U.S. companies have become increasingly worried that unfair Chinese business practices are hurting their ability to compete and will start eating into the juicy profits they've been extracting from the Asian giant.
Problems with how China treats foreign businesses have been simmering for several years, but a recent incident with Wal-Mart Stores Inc. (NYSE: WMT) has pulled those issues back into the spotlight.
Earlier this month the Chinese city of Chongqing forced Wal-Mart to close 13 of its stores for two weeks because officials said the retailer had mislabeled less expensive pork as a better organic type. The officials also fined Wal-Mart $423,000 and even arrested two employees.
This unusually severe response isn't the first. Chinese authorities in May fined Unilever PLC (NYSE ADR: UL) more than $300,000 for announcing that it planned to raise prices – a move officials said undermined the government's attempts to control inflation. French-based Carrefour (PINK: CRRFY) was fined for posting erroneous prices.
Google Inc. (Nasdaq: GOOG) had a protracted battle with Chinese authorities last year over censorship of its search service. Google moved its search engine overseas in protest. Many analysts saw the incident as a way for the government to shepherd users toward domestic search giant Baidu Inc. (NYSE ADR: BIDU).
These penalties top years of unfair Chinese business practices that give advantages to state-owned businesses, including regulations that compel foreign companies to transfer their technology to Chinese firms and laws that weigh more heavily on foreign companies than domestic ones.
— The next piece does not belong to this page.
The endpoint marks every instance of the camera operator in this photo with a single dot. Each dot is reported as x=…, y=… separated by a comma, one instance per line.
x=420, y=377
"If I were a foreign company, I'd be pretty scared right now," Corbett Wall, a retail expert who heads Shanghai consulting firm +CW Associates, told USA Today. "I absolutely think that [what happened to Wal-Mart] has to do with tensions building up between China and foreign companies."
Big U.S. companies have relied on expansion into China's growing economy to prop up earnings during a period in which Western economies have sagged. They're concerned that if the trend of unfair Chinese business practices worsens, it'll threaten their profits.
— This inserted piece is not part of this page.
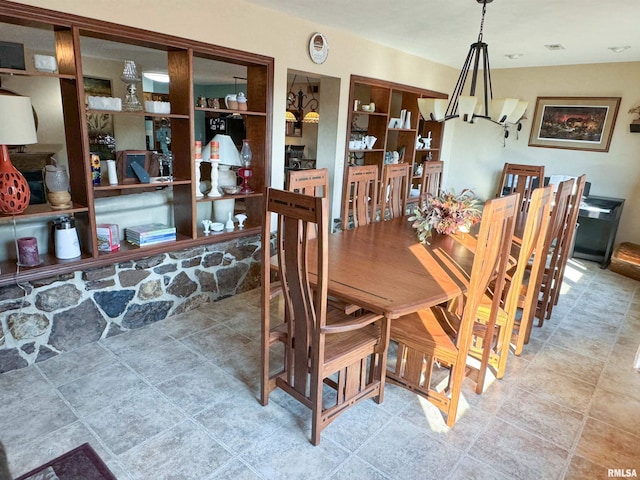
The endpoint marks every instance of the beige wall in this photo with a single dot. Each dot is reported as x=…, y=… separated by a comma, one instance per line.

According to the 2011 annual survey of U.S. companies conducted by the American Chamber of Commerce in China (Amcham), a majority of U.S. businesses – 71% – said China's licensing process discriminates against foreign companies.
And 40% said they thought the "indigenous innovation" policy – in which the Chinese government favors domestic companies over foreign ones in matters of official procurement – would hurt their business. More than one in four – 26% – said that policy already had hurt them.
A similar number, 24%, said that economic reforms in China had not improved the business climate for U.S. companies, a steep increase from the 9% who said so a year earlier.
At the same time, 78% of U.S. companies said that their operations in China were "profitable" or "very profitable."
"There are two themes to the data," Amcham China Chairman Ted Dean told Bloomberg News. "American companies are doing well and American companies are concerned about in some cases the current regulatory environment and in others the trend line for the regulatory environment."